Q: Can private(set) and protected(set) be used with readonly simultaneously?
No — readonly already implies the most restrictive possible set visibility (effectively private(set) combined with write-once semantics). Declaring public readonly private(set) is redundant and a parse error. However, asymmetric visibility modifiers can be combined with property hooks and with typed properties freely. The rule is that the write visibility modifier must be equal to or more restrictive than the read visibility: public protected(set) is valid (read public, write protected), protected public(set) is a fatal error (read protected, write public would widen the set access).
Q: How does asymmetric visibility interact with child classes and inheritance?
If a parent declares public private(set) string $status, child classes can read $this->status normally but cannot write to it, because the write visibility is private — scoped to the parent class only.
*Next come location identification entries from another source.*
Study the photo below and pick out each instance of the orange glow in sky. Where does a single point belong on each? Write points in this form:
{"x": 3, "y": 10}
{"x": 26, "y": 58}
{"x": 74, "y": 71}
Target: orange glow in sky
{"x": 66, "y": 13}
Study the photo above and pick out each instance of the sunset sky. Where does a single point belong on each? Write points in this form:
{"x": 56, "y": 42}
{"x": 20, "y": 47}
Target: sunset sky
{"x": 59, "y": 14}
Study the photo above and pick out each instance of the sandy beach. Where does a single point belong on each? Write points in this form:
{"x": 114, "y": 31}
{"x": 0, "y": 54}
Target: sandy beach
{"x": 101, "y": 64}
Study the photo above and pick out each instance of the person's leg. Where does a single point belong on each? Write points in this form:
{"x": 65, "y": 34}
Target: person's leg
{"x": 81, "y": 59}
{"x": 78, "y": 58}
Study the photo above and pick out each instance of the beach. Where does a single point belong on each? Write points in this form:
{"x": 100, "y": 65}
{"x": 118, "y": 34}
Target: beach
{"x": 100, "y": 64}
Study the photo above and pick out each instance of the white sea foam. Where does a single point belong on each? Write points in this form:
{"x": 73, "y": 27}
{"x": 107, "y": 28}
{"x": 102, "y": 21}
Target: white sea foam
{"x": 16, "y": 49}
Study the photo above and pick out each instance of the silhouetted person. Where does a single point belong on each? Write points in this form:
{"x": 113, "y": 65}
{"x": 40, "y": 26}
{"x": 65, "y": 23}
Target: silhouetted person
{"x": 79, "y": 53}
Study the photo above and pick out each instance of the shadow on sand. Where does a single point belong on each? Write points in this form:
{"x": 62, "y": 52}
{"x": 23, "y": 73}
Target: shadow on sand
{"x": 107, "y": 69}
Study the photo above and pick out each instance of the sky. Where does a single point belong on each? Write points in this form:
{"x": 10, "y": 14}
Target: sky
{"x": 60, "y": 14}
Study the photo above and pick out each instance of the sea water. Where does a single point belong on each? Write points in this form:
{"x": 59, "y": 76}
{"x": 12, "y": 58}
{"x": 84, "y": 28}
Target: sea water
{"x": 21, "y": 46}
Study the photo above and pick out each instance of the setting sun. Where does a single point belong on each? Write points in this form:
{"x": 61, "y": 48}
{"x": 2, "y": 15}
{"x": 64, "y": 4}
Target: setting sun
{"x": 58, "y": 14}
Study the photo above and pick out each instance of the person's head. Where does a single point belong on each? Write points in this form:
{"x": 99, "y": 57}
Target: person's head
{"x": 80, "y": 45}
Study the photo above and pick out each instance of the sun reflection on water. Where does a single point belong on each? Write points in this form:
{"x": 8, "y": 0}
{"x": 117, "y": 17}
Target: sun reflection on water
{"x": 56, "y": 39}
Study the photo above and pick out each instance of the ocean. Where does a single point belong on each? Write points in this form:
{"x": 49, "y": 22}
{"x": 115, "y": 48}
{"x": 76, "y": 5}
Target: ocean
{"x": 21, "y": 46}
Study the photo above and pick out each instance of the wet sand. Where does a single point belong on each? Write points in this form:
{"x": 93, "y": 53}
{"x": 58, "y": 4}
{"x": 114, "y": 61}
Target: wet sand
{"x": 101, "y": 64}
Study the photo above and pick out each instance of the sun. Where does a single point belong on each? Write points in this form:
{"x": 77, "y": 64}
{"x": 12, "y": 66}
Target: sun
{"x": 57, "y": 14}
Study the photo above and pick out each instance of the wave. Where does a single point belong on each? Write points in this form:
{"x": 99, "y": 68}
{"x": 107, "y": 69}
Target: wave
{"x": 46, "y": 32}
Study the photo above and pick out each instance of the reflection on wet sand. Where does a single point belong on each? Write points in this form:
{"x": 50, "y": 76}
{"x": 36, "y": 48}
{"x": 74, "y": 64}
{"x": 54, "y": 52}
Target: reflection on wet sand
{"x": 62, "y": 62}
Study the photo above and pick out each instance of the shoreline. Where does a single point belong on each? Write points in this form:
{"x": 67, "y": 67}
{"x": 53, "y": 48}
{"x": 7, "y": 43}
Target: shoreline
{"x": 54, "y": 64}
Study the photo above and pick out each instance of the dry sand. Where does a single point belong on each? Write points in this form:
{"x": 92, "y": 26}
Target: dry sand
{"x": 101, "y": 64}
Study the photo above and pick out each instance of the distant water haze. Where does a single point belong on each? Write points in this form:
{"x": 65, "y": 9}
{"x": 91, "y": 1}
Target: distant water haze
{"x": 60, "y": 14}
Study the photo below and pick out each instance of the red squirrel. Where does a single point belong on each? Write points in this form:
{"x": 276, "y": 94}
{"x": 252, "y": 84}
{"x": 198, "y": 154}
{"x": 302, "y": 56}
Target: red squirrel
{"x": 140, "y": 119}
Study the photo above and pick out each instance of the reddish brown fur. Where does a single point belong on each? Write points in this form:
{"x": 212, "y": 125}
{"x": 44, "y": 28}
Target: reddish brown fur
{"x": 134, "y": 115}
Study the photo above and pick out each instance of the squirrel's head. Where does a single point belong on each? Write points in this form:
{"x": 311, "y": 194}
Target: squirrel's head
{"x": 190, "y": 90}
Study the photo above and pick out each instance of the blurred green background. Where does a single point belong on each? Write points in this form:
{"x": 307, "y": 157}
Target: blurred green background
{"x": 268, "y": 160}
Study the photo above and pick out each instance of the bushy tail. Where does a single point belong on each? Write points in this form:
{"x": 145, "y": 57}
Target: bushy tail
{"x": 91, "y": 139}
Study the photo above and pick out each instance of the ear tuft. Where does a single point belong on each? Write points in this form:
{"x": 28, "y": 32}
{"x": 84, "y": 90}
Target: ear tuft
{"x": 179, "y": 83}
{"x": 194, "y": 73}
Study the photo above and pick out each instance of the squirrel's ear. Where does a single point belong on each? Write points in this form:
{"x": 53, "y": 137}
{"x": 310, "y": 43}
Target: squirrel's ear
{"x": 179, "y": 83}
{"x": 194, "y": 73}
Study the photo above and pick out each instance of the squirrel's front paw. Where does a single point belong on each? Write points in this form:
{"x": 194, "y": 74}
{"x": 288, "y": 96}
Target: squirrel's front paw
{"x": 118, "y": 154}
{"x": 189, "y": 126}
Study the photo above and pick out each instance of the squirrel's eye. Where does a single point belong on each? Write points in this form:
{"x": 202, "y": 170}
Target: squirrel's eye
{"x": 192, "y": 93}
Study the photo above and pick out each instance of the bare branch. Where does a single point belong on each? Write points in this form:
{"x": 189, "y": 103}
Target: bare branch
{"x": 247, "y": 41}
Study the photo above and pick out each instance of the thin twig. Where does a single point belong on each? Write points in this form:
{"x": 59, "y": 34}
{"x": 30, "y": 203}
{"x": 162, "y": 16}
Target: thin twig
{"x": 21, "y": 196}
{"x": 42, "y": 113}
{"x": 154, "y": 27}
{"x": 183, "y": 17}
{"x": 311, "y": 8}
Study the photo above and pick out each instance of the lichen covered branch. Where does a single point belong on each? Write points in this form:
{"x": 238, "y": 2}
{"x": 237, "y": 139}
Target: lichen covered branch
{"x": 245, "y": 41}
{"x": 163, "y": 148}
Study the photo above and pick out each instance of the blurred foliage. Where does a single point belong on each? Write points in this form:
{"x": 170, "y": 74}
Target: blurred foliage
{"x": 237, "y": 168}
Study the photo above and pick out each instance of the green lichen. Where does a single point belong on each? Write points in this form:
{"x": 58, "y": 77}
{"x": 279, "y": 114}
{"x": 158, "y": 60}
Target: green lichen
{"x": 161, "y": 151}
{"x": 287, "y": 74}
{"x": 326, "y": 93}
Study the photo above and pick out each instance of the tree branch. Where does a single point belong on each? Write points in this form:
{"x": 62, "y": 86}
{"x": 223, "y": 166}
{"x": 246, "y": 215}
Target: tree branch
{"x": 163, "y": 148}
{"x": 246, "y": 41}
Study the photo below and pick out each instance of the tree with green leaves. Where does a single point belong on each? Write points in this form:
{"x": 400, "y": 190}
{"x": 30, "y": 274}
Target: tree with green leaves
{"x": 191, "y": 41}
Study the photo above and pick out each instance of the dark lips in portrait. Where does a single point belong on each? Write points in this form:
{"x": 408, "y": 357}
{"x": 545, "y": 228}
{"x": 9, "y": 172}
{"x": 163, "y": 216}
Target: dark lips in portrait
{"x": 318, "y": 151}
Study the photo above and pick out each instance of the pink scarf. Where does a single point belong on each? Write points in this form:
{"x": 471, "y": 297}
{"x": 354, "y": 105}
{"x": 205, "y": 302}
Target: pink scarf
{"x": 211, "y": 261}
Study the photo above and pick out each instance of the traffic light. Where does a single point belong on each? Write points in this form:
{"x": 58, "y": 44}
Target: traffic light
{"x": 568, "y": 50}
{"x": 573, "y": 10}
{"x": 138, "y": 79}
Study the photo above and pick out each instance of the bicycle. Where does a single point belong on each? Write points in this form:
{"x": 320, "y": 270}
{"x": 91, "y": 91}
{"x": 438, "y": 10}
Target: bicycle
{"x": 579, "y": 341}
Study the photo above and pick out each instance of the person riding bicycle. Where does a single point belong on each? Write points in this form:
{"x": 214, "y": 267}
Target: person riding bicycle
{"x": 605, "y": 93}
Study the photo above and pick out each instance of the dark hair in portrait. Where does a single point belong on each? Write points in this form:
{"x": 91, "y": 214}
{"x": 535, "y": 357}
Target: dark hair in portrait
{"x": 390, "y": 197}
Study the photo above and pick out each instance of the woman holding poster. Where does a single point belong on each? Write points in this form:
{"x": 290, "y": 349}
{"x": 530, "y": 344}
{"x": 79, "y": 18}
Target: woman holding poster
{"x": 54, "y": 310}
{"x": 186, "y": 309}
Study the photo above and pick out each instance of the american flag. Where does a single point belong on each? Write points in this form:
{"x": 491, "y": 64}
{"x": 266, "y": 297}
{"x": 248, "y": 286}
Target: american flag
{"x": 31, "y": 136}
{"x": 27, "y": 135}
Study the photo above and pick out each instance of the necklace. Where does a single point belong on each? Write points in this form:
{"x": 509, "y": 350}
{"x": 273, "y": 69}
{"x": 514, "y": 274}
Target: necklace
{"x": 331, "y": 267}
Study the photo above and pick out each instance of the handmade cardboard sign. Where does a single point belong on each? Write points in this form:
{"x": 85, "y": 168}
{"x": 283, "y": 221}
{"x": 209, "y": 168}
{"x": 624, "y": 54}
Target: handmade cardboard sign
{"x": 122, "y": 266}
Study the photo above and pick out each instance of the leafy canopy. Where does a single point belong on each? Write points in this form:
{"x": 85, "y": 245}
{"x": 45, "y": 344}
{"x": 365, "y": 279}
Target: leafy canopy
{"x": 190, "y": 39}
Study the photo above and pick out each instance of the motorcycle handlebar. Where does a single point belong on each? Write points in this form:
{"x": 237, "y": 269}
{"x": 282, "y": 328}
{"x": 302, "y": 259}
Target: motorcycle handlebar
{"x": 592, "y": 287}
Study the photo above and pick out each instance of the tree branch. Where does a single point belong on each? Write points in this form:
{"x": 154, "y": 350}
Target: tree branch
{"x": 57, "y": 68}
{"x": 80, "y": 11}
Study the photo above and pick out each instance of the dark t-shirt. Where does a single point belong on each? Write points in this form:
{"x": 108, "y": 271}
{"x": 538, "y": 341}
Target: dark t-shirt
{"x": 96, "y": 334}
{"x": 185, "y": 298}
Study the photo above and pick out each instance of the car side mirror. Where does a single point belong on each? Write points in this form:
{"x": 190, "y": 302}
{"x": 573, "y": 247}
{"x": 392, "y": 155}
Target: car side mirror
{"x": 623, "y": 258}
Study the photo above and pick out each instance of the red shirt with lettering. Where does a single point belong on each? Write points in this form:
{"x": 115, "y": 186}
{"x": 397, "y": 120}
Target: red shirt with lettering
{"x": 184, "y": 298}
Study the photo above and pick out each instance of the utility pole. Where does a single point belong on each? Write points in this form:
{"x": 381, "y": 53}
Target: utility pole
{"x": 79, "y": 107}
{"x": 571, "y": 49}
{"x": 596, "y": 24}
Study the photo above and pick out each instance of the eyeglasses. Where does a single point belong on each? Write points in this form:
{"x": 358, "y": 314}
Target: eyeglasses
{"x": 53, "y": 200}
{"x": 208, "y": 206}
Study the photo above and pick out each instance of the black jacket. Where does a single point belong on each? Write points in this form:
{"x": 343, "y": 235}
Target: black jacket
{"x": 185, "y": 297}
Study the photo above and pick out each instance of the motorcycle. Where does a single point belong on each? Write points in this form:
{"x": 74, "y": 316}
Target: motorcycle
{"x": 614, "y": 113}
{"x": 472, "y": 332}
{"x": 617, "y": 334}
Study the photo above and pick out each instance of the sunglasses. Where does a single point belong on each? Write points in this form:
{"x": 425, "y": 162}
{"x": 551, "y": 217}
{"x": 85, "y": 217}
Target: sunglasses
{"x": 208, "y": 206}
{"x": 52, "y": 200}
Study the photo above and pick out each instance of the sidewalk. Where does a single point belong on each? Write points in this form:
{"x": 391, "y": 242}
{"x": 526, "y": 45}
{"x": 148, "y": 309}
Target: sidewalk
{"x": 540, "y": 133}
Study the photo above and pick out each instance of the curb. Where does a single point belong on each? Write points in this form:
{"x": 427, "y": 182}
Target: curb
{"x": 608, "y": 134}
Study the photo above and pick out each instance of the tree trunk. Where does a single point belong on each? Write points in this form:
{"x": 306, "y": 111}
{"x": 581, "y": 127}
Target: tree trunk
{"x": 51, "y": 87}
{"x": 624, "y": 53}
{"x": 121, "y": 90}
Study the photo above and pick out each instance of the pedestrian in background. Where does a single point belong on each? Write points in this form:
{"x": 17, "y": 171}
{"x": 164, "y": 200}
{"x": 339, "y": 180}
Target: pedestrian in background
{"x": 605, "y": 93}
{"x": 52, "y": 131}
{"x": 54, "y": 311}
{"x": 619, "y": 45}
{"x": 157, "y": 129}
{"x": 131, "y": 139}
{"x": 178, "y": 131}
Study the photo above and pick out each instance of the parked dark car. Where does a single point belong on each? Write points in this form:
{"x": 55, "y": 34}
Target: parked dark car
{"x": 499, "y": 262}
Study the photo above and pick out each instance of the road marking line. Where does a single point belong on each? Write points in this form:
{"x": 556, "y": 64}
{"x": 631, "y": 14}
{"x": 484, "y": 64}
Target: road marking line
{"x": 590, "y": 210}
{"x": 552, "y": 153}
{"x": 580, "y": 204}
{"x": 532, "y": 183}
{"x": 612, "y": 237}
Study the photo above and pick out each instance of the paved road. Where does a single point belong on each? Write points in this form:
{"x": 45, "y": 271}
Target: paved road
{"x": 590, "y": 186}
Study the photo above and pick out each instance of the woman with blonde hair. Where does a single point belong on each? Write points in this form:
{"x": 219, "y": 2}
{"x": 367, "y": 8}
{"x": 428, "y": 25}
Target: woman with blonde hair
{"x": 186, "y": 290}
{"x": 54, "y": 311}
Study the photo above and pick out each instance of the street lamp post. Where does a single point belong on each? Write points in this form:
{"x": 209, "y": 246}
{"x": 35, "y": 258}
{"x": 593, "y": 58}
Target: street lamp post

This is a strong encapsulation guarantee: the parent controls all transitions, and child classes must use the parent's methods to trigger state changes. If you want children to be able to write but not external code, use public protected(set), which restricts write access to the class and its descendants. This models the template method pattern cleanly — the parent defines which properties exist and who can modify them, while children interact through the inheritance hierarchy's protected surface.